By Colin Mahan - TV.comHopes are high that intellectual funnyman Stewart can pull off an Oscar ratings coup--despite the absense of any blockbuster hits among nominees.
Screenwriter William Goldman once offered the famous Hollywood axiom, "In Hollywood, nobody knows anything." Nevertheless, every year, industry and media pundits act as if they know plenty, speculating not only about who will win an award, but also about how the Oscar host will fare.
This year, ABC and Oscar producer Gil Cates chose The Daily Show's Jon Stewart to handle hosting chores for the The 78th Annual Academy Awards Show, which airs Sunday, March 5. ABC hopes that having Stewart host the annual awards fest will give it a ratings boost.
The Daily Show averages 1.4 million viewers a night, many of them college-age and politically liberal. Stewart's take on the political landscape has earned the show multiple Emmy awards and the 2005 Thurber Prize for American Humor (for the Daily Show's America: The Book), but only time will tell if his brand of cerebral humor translates well to an Oscar audience of 40-50 million viewers from all over the political map.
Cates says he picked Stewart because "he's hip, he's with it, he's today." The move seems to indicate ABC wants to appeal to a younger audience, a tactic that has backfired in the past.
Last year, Chris Rock was hyped as a young, fresh voice who was going to bring in new audiences to the show, but the edgy SNL comedian drew flak when, prior to his appearance, he ribbed the Academy Awards in an interview by calling them "idiotic" and saying that "black people don't watch the Oscars." During the show, he mocked actor Jude Law and drew a humorless rebuttal from Sean Penn.

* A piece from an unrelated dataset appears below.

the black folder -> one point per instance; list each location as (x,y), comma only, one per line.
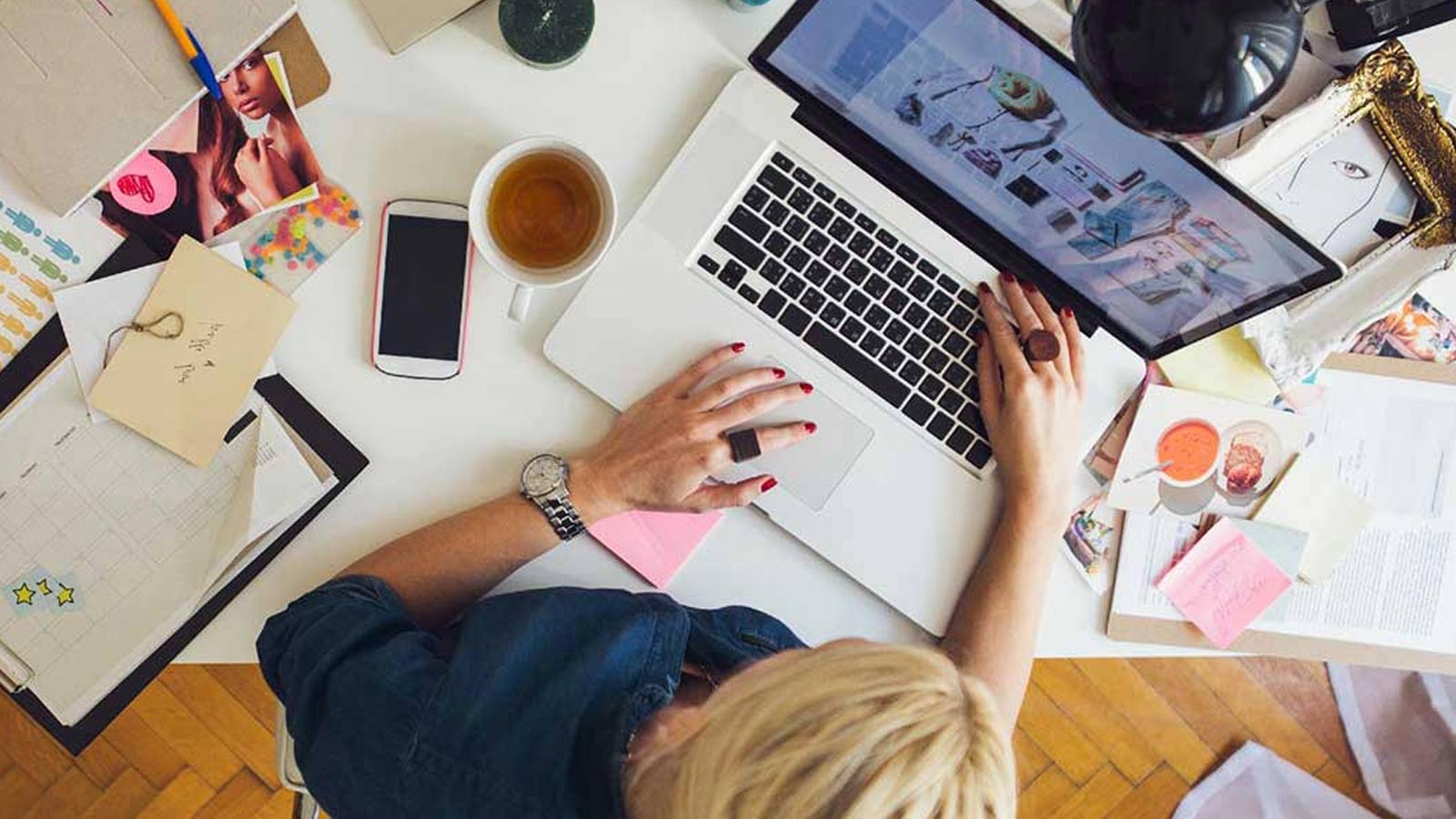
(344,460)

Although there was a slight uptick in younger viewers, overall ratings for the telecast were down five percent from the year before, and Rock took the blame.

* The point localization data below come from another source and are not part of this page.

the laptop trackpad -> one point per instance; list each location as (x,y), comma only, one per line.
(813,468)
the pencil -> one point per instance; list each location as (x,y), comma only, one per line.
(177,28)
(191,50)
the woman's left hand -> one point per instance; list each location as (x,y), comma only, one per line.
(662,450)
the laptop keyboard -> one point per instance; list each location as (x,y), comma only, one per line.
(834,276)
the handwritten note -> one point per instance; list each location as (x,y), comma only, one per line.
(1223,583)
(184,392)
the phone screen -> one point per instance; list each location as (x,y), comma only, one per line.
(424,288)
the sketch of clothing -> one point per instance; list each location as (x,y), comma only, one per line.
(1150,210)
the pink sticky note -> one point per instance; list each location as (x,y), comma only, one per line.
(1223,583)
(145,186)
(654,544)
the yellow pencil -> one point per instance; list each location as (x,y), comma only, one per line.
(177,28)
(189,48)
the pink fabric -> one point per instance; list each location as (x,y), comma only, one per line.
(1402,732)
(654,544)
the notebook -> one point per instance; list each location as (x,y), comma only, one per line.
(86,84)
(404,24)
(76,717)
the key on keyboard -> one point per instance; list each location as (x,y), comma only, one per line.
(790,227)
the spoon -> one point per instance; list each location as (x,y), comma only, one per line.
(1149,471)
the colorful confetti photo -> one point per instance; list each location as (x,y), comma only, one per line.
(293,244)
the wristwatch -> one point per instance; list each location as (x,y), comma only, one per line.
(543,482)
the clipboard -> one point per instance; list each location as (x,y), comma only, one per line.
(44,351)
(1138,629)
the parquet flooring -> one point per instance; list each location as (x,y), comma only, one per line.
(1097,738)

Even with good ratings, Hollywood doesn't always appreciate a joke directed at it. When late-night's David Letterman hosted the show in 1995, he performed a bizarre bit wherein he compared the names of Uma Thurman and Oprah Winfrey, repeating, "Uma, meet Oprah. Oprah, Uma. Uma, Op-rah." The show was the second-highest-rated broadcast in the past 15 years, but Letterman has not hosted a second time.
Letterman was not the first one-hit wonder who took aim at the establishment. When Chevy Chase hosted in 1988, he opened the show with, "Good evening, Hollywood phonies." Later, after the Academy cut short one winner's acceptance speech, Chase noted the awkward silence and quipped, "He said 'Thanks.'"

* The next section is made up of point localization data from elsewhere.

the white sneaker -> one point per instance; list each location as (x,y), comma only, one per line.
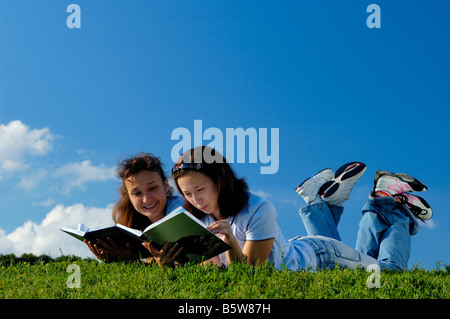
(336,191)
(309,188)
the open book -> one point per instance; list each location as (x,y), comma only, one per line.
(179,226)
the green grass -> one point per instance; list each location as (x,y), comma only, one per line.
(47,279)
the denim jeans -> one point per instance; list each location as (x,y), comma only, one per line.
(384,235)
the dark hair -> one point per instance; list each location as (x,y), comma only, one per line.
(233,192)
(124,211)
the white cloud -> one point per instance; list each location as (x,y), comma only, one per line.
(77,174)
(47,238)
(17,141)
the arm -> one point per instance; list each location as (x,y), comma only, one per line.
(256,252)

Sometimes, being good simply isn't enough to get ratings. In 2003, Steve Martin hosted to great reviews. Cates said Martin was "funny, classy, and literate." The telecast was the lowest rated since Neilsen began rating the show in 1974.
Even Oscar favorite Billy Crystal has had his ups and down. The highest-rated Oscar telecast in the last 15 years was 1998, a year Crystal hosted. He also hosted the 1990 show, which is one of the lowest rated in that time period. The difference? In 1998, the best picture winner was Titanic, the highest-grossing film of all time; in 1990, it was Driving Miss Daisy, which grossed a merely respectable $106 million.
The lack of blockbuster hits this year might have far more to do with any possible ratings slump than who is hosting the show. Together, the five best-picture nominees have collectively grossed around $230 million, just a tad more than the $222 million that 2004 Best Picture winner The Lord of the Rings: The Return of the King racked up in its first 10 days of release.
For his part, Stewart appears unflappable as the day approaches, telling the Associated Press, "I've bombed in front of many fine audiences filled with many talented people, and if this is that night, well, that's the way it goes."
Whatever the outcome, ABC is already crowing about the ad sales for the show. They have filled all of the available commercial space, and they fetched $1.7 million for the 30-second spots. Maybe somebody does know something.